The Kaliapparat or potash bulb, invented in 1831 by German chemist Justus von Liebig (1803 – 1873), is one of the most important chemistry vessels and analytical tools in history. The interconnected glass spheres were used for the analysis of carbon of organic compounds. The importance of the kaliapparat led to its use as a symbol of innovation for the American Chemical Society.

The American Chemical Society

Founded in 1876 and chartered by the United States Congress, and currently with more than 154,000 members, the nonprofit American Chemical Society (ACS) is the world’s largest scientific society. Our mission is to advance the broader chemistry enterprise and its practitioners for the benefit of Earth and its people. Our vision is to improve people’s lives through the transforming power of chemistry.

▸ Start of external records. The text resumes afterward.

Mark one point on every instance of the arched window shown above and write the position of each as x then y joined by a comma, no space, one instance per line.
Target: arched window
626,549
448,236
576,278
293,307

The ACS is one of the world’s leading sources of authoritative scientific information. It is at the forefront of the evolving worldwide chemical enterprise and the premier professional home for chemists, chemical engineers, and related professions around the globe.

The Midland Section

On December 8, 1919, the Midland Section of the American Chemical Society was founded in Midland, Michigan. The Section now serves Midland, Bay, Saginaw, Gratiot, and Isabella Counties.

According to the National Charter (H.R. 7709, effective January 1, 1938) which incorporated the American Chemical Society, “The objects of the Midland Section include the following:

  • Encourage in the broadest and most liberal manner the advancement of chemistry in all its branches
  • Promote research in chemical science and industry
  • Improve the qualification and usefulness of chemists through high standards of professional ethics, education, and attainments
  • Increase and diffuse chemical knowledge
  • Promote scientific interests and inquiry…”

To this end, the Midland Section has numerous programs not only for ACS members, but also for students, educators, and the wider community.

Midland in 1919

To better understand the influence of chemistry on Midland, researchers investigate the historical context of when the section was founded. The chemical industry in Midland was beginning to develop in 1919 amidst a backdrop of great local and national change. The citizens of Midland in 1919 were recovering from World War I and the flu pandemic of 1918, prohibition was a year away, and states were beginning to vote on women’s suffrage. The population of Midland was around 5,400. Although in 1919 Midland was still a small, budding community, it soon would grow to be one of the largest and most important chemical production centers in the world.

This is a painting of the Dow Chemical Company Plant in Midland, Michigan completed in 1919 by European artist Arthur Knighton-Hammond. This and other works are housed with the Herbert H. & Grace A. Dow Foundation.